Les jeunes Bulgares aiment l'Europe

Article publié le 3 janvier 2006
Article publié le 3 janvier 2006

Attention cet article n'est paru dans aucun groupe du magazine et n'a donc fait l'objet d'aucune relecture.

L'adhésion de la Bulgarie à l'Union européenne est prévue à l’horizon 2007. Les jeunes Bulgares en particulier y voient une chance.

L'arrivée de Sofia au club européen est imminente. Sur le plan politique, les préparations vont bon train ; mais le peuple bulgare s'intéresse lui aussi de plus en plus aux conséquences de cette adhésion. Début novembre, l'institut de sondages « Alpha » a mené une enquête sur le thème de la future appartenance à l’UE auprès d'un panel représentatif de 1000 personnes âgées de plus de 18 ans.

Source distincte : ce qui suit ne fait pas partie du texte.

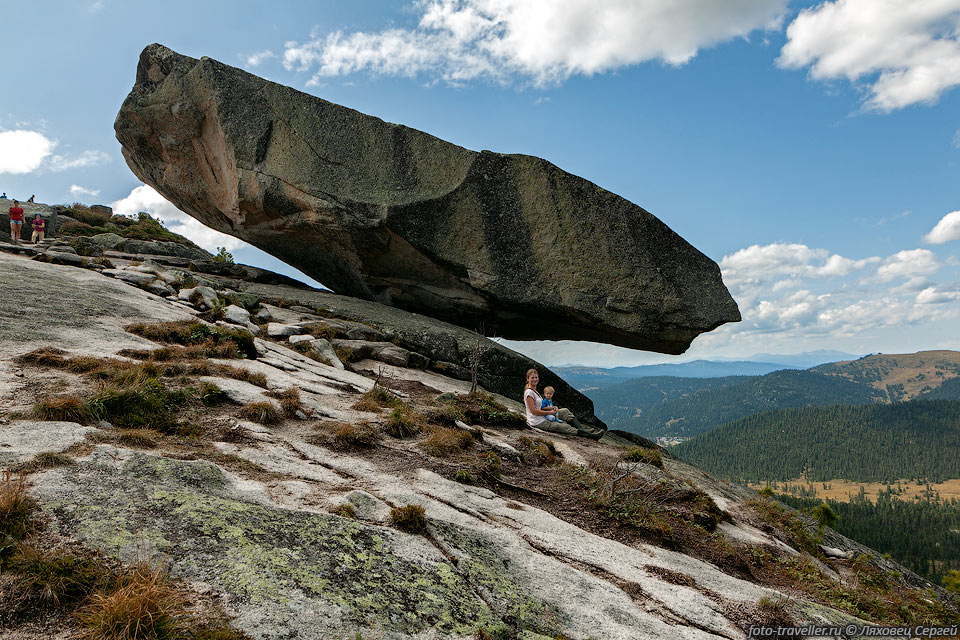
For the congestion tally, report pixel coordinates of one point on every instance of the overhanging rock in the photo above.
(387, 213)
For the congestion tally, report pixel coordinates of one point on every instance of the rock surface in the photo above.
(387, 213)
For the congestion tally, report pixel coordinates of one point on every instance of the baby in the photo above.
(547, 403)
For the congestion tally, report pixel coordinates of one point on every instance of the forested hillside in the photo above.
(618, 404)
(869, 443)
(718, 400)
(898, 377)
(933, 546)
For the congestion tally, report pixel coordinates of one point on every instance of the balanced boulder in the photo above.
(509, 243)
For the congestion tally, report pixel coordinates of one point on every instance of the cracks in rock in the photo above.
(632, 589)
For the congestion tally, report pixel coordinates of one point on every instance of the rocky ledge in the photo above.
(507, 244)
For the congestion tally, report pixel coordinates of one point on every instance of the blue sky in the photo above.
(812, 149)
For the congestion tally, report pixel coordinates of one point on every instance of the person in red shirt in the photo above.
(16, 222)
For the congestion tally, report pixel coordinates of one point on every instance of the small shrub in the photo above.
(223, 341)
(647, 456)
(361, 435)
(66, 408)
(490, 466)
(57, 576)
(289, 401)
(16, 509)
(538, 451)
(464, 477)
(144, 605)
(265, 413)
(411, 518)
(344, 510)
(404, 422)
(773, 613)
(45, 460)
(211, 395)
(223, 256)
(137, 438)
(443, 442)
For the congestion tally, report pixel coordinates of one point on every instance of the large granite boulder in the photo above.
(388, 213)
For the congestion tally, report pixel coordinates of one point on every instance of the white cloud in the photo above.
(77, 191)
(939, 295)
(23, 151)
(768, 262)
(907, 264)
(256, 59)
(145, 198)
(907, 51)
(82, 161)
(543, 40)
(946, 230)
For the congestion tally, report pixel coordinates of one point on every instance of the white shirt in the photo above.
(532, 419)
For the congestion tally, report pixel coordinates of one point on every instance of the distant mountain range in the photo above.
(672, 406)
(583, 377)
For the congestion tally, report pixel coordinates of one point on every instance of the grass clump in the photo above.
(539, 452)
(463, 476)
(773, 613)
(357, 436)
(490, 466)
(646, 456)
(404, 422)
(57, 577)
(344, 510)
(71, 408)
(411, 518)
(217, 342)
(265, 413)
(443, 442)
(45, 460)
(290, 403)
(145, 605)
(16, 510)
(482, 409)
(788, 522)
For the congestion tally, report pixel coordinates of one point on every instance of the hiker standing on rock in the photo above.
(39, 226)
(537, 417)
(16, 222)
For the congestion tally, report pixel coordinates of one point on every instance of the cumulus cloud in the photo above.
(759, 263)
(906, 264)
(905, 51)
(145, 198)
(542, 40)
(23, 151)
(77, 191)
(946, 230)
(256, 59)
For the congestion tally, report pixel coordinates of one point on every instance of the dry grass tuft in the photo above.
(45, 460)
(145, 605)
(71, 408)
(289, 401)
(539, 452)
(647, 456)
(57, 576)
(360, 436)
(411, 518)
(443, 442)
(404, 422)
(16, 509)
(344, 510)
(265, 413)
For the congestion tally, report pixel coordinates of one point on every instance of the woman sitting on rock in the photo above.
(536, 417)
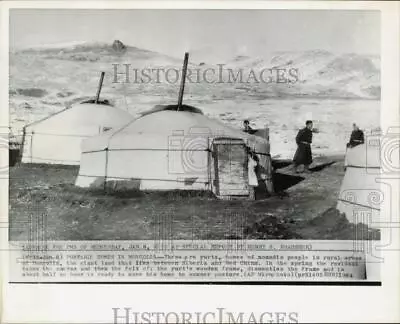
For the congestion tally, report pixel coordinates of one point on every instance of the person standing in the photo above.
(303, 155)
(246, 126)
(356, 137)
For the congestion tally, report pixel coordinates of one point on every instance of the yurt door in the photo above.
(230, 165)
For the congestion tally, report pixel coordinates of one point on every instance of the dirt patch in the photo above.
(302, 211)
(32, 92)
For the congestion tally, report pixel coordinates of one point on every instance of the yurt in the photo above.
(173, 148)
(57, 138)
(360, 195)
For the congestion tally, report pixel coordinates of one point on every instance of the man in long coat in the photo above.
(356, 137)
(303, 155)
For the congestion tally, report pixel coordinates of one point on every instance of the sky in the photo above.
(172, 32)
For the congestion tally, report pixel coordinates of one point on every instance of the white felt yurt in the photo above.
(167, 149)
(57, 138)
(360, 195)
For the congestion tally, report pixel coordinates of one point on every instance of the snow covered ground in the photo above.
(334, 90)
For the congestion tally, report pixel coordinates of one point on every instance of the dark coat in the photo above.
(356, 138)
(303, 153)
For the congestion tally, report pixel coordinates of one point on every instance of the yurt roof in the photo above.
(187, 108)
(81, 115)
(364, 156)
(155, 130)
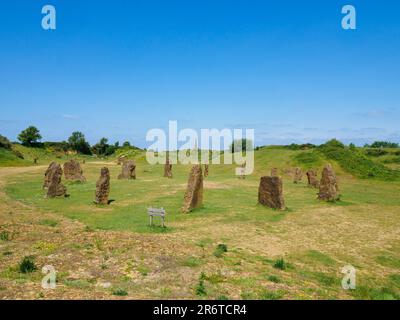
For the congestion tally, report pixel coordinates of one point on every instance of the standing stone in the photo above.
(103, 187)
(297, 175)
(47, 174)
(206, 170)
(312, 178)
(274, 172)
(168, 169)
(328, 188)
(73, 171)
(128, 170)
(194, 191)
(55, 187)
(270, 192)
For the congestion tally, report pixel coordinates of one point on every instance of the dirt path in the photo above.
(90, 264)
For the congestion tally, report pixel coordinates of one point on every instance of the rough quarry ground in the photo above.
(111, 252)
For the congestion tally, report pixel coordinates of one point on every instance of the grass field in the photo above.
(111, 252)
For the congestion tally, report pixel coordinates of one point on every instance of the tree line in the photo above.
(31, 137)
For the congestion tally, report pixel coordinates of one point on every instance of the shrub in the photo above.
(18, 154)
(220, 250)
(200, 288)
(375, 152)
(120, 292)
(5, 143)
(274, 279)
(280, 264)
(30, 136)
(356, 162)
(27, 265)
(384, 144)
(5, 236)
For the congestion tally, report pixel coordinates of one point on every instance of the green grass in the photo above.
(357, 163)
(231, 216)
(49, 222)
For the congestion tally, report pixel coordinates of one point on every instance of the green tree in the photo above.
(102, 148)
(30, 136)
(384, 144)
(78, 143)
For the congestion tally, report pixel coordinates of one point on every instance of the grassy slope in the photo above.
(316, 238)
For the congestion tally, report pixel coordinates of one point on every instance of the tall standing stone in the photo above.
(328, 187)
(312, 178)
(168, 169)
(103, 187)
(194, 192)
(73, 171)
(128, 170)
(297, 175)
(270, 192)
(55, 187)
(50, 168)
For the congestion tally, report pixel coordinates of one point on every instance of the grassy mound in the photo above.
(8, 158)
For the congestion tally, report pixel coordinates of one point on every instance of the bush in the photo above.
(384, 144)
(305, 146)
(5, 236)
(280, 264)
(274, 279)
(5, 143)
(120, 292)
(18, 154)
(200, 288)
(30, 136)
(375, 152)
(27, 265)
(220, 250)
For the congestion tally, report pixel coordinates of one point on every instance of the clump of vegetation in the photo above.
(280, 264)
(5, 236)
(18, 154)
(376, 152)
(5, 143)
(308, 159)
(274, 279)
(191, 262)
(242, 145)
(356, 163)
(220, 250)
(49, 222)
(382, 144)
(120, 292)
(30, 136)
(27, 265)
(78, 143)
(270, 295)
(304, 146)
(200, 288)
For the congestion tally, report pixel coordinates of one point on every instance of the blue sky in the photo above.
(119, 68)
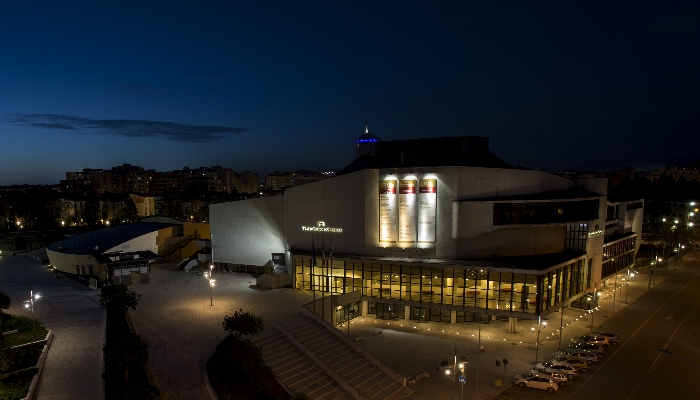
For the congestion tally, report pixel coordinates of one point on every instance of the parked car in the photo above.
(590, 348)
(558, 377)
(612, 337)
(523, 376)
(574, 362)
(593, 339)
(538, 382)
(567, 370)
(586, 356)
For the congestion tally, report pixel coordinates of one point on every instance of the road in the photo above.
(667, 317)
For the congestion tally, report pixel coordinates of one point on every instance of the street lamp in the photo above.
(211, 287)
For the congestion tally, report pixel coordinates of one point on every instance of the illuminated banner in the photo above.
(407, 211)
(427, 204)
(387, 211)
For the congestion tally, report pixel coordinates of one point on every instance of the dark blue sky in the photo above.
(286, 85)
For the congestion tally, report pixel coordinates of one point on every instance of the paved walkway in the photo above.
(182, 329)
(74, 364)
(413, 348)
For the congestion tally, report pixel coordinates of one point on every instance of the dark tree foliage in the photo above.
(172, 204)
(5, 302)
(237, 370)
(91, 212)
(243, 323)
(118, 298)
(125, 353)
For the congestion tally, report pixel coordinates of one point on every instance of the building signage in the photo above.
(388, 221)
(427, 204)
(407, 211)
(321, 227)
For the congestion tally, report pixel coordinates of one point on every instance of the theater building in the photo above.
(435, 230)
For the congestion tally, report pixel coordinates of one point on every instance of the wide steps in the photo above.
(301, 373)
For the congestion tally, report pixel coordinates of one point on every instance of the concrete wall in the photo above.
(75, 263)
(246, 232)
(249, 231)
(339, 202)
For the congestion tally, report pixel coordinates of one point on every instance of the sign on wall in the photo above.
(407, 211)
(388, 221)
(427, 204)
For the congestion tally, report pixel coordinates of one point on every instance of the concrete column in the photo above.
(512, 325)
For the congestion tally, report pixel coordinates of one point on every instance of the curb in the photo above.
(33, 387)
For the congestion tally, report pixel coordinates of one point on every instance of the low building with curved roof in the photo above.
(125, 247)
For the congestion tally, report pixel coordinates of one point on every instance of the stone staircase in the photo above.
(307, 357)
(296, 370)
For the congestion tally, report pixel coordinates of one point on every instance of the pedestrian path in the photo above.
(74, 363)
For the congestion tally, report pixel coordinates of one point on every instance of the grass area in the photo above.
(16, 387)
(30, 330)
(18, 338)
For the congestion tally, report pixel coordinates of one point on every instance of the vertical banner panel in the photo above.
(388, 214)
(427, 205)
(407, 211)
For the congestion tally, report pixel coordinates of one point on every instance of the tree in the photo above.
(243, 323)
(237, 371)
(5, 302)
(118, 299)
(131, 214)
(91, 212)
(172, 204)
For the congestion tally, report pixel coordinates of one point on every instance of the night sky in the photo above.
(288, 85)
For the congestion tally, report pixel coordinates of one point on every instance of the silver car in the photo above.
(558, 377)
(612, 337)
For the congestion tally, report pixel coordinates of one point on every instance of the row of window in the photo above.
(424, 314)
(544, 212)
(450, 286)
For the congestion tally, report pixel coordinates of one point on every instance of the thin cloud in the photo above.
(128, 127)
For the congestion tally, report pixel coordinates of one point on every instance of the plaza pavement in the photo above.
(72, 311)
(175, 316)
(182, 329)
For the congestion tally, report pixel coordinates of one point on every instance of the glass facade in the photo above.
(544, 212)
(618, 256)
(461, 287)
(576, 236)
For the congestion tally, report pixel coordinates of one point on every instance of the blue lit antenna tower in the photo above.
(365, 145)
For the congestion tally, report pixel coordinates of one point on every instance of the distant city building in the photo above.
(145, 205)
(133, 179)
(247, 182)
(279, 180)
(688, 173)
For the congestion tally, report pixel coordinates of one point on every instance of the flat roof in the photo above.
(535, 262)
(618, 236)
(576, 193)
(99, 241)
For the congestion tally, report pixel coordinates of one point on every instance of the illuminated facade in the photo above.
(433, 229)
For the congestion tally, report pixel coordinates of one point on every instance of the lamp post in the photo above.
(30, 304)
(211, 295)
(668, 353)
(614, 294)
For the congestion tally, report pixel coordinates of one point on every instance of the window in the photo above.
(544, 212)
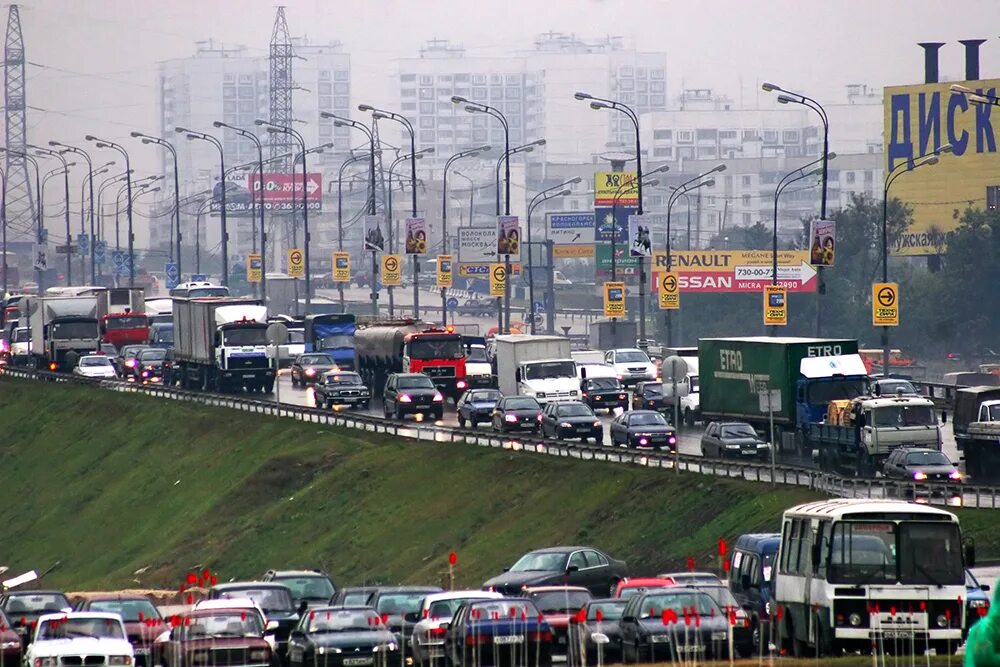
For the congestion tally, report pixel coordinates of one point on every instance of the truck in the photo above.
(410, 346)
(220, 344)
(537, 366)
(802, 374)
(334, 335)
(976, 424)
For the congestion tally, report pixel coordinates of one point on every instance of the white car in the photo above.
(633, 365)
(95, 365)
(79, 638)
(436, 612)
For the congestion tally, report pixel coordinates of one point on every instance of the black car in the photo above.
(603, 393)
(733, 439)
(517, 413)
(411, 394)
(23, 608)
(347, 636)
(571, 419)
(661, 626)
(336, 388)
(307, 367)
(643, 429)
(600, 633)
(477, 405)
(314, 587)
(561, 566)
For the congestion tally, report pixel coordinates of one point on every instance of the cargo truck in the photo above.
(220, 344)
(411, 346)
(537, 366)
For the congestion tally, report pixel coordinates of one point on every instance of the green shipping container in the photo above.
(734, 372)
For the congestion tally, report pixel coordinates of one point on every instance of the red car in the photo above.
(215, 637)
(141, 618)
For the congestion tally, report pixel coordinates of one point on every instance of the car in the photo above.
(214, 637)
(599, 632)
(569, 566)
(341, 636)
(23, 608)
(672, 625)
(307, 367)
(95, 366)
(558, 605)
(431, 623)
(517, 413)
(68, 638)
(917, 464)
(632, 364)
(733, 440)
(507, 631)
(314, 587)
(411, 394)
(572, 419)
(341, 388)
(476, 406)
(603, 393)
(643, 429)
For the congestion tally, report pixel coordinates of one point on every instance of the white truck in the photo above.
(221, 344)
(537, 366)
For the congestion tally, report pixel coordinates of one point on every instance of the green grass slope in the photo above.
(108, 484)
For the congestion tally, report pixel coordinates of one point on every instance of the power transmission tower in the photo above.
(20, 199)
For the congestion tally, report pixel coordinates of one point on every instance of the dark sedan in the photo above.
(335, 636)
(494, 632)
(733, 439)
(477, 405)
(570, 420)
(517, 413)
(603, 393)
(561, 566)
(307, 367)
(643, 429)
(673, 625)
(341, 388)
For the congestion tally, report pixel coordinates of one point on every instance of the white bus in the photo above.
(863, 574)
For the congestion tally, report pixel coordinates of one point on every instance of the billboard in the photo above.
(919, 119)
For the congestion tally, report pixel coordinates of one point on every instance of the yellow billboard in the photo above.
(919, 119)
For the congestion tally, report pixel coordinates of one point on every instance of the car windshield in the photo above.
(738, 431)
(680, 603)
(927, 459)
(904, 415)
(342, 620)
(427, 347)
(560, 602)
(222, 624)
(131, 611)
(648, 420)
(309, 588)
(547, 562)
(549, 369)
(415, 382)
(268, 599)
(71, 628)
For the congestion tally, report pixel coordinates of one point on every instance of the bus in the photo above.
(856, 574)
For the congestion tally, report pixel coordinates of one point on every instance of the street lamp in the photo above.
(556, 191)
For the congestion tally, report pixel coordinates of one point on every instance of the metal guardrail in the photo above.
(758, 472)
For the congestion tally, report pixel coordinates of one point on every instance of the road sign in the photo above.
(341, 267)
(614, 299)
(498, 279)
(885, 304)
(444, 271)
(669, 290)
(775, 305)
(391, 270)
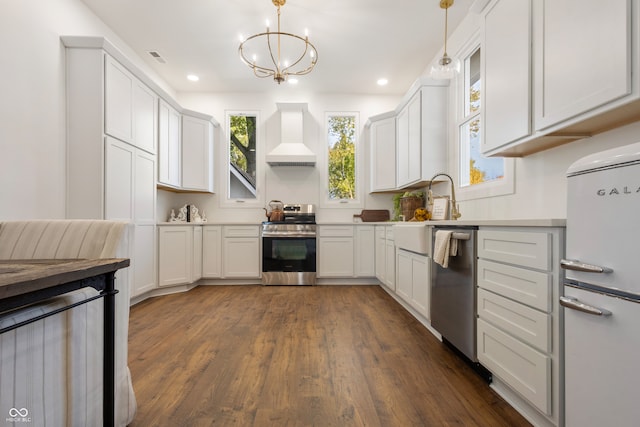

73% de Bulgares favorables

Selon les résultats de cette consultation, 62% des Bulgares disent oui à l'adhésion de leur pays à l'Union dès 2007. 16% souhaitent le report de l'adhésion d'un an. 20 % des personnes interrogées refusent catégoriquement l'adhésion ou désirent une entrée aussi tardive que possible, demeure minime. 26% des sondés estiment sans importance la future appartenance de la Bulgarie à l'UE. Et seulement un cinquième affirme que cette adhésion n'aura que des répercussions négatives pour le pays.

Les Bulgares sont donc majoritairement en faveur de l’adhésion à l'UE : 73% de la population se prononce en faveur. Le mérite de ces résultats pro-européens n’est pas seulement dû à la politique de communication menée par les institutions locales. En effet, selon cette même étude, la moitié seulement des personnes interrogées se déclarent suffisamment informées, alors que 43% des sondés attendent du gouvernement davantage de précisions sur les étapes du processus. 53% soulignent l’importance du rôle des médias, qui devraient accorder au cours de cette période une plus large part aux hommes politiques chargés des négociations.

Du côté des anti-UE

Malgré cet état d’esprit positif, les opposants à l'UE n’hésitent pas à faire entendre leur voix en Bulgarie. Pour la plupart issus de couches sociales défavorisées, ils ne pensent pouvoir tirer qu'un maigre profit de l'UE : leurs connaissances linguistiques étant limitées, ils ne pourront pas aller étudier ou travailler hors de leurs frontières. En revanche, de plus en plus d'étrangers affluent dans leur pays, avant tout des touristes aisés, en fonction desquels les entreprises locales adaptent leurs tarifs. La vieille génération en particulier redoute une flambée des prix.

Vasil, conducteur de train, fait partie de ceux qui refusent l'adhésion. Pour lui, l’adhésion «  n'apporterait rien de bon à la Bulgarie. Les courtes périodes de transition en matière d'achat immobilier par exemple, ne protègent pas suffisamment contre l'afflux de visiteurs riches, essentiellement des Anglais, pour qui les prix sur place sont ridicules. Beaucoup d'entre eux envisagent d'acheter des maisons en Bulgarie, ce que ne pourront plus se permettre les Bulgares à l'avenir ». L’opinion négative de Vasil à l’égard de l'UE repose aussi sur ce qu'il a pu entendre au sujet de la Grèce. « Il est clair qu'on trouve partout des classes sociales défavorisées, » affirme t-il,  « mais la classe moyenne était prépondérante en Grèce avant son entrée dans l’Europe. Depuis son adhésion, le fossé ne cesse de se creuser entre riches et pauvres. Je ne veux pas que la même chose se produise dans mon pays ». Maja, une étudiante en civilisation tchèque à Prague, est elle d'un tout autre avis. « Je pense que l'adhésion à l'Union européenne nous ouvrira de nouvelles portes pour étudier à l'étranger. Si je soutiens l'adhésion de la Bulgarie à l'UE c’est parce qu'elle me garantit un avenir meilleur. » Maja garde toutefois la tête sur les épaules : « Je suis bien consciente que tous les avantages ne se présenteront pas immédiatement notre pays devenu membre ». Mais elle demeure persuadée que « le jeu en vaut la chandelle ».